Asia Global Crossing - formed last November as a joint venture between Global Crossing, Microsoft and Softbank - had been hoping to raise up to $900 million from a Nasdaq listing and $400 million from high yield debt. However, a decision to push the two issues back until September was taken this week after the company received 'comments' from the SEC as a result of its recent filing.
As one banker puts it: "The company knew that it only had a short window to access the market before it closes for the summer and when it realized it was going to miss it, it decided to hold back."
Goldman Sachs and Salomon Smith Barney are joint bookrunners for the equity portion, which comprises 53 million class-A common shares with a 7.95 million greenshoe. Indicative pricing had been pitched at $14 to $16.

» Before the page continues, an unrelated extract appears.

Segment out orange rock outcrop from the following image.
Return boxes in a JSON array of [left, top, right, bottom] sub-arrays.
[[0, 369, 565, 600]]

For the debt portion, Chase Manhattan and Merrill Lynch have been mandated for a $400 million 10-year transaction, which is likely to carry either a BB- or high single-B rating, according to bankers.
In competition with Japan's NTT and Hong Kong's Pacific Century CyberWorks, Asia Global is hoping to become the region's first pan-Asian telecommunications carrier to provide integrated internet, data, voice and web-hosting services to wholesale and business customers. It owns 65% of Pacific Crossing-1, a fibre-optic subsea system connecting Japan and the United States, and is currently building East Asia Crossing, a 19,000 km fibre-optic subsea system interconnecting the whole Pacific Rim.
Global Crossing itself, is building a global internet protocol-based fibre-optic network, which will have more than 101,000 route miles, serving five continents, 27 countries and more than 200 major cities. For the first three months of the year, it reported recurring adjusted EBITDA of $401 million, up 23% from the fourth quarter's $325 million.
For the three months ended 31 March, Asia Global Crossing reported net income of $14.3 million on revenue of $75.8 million.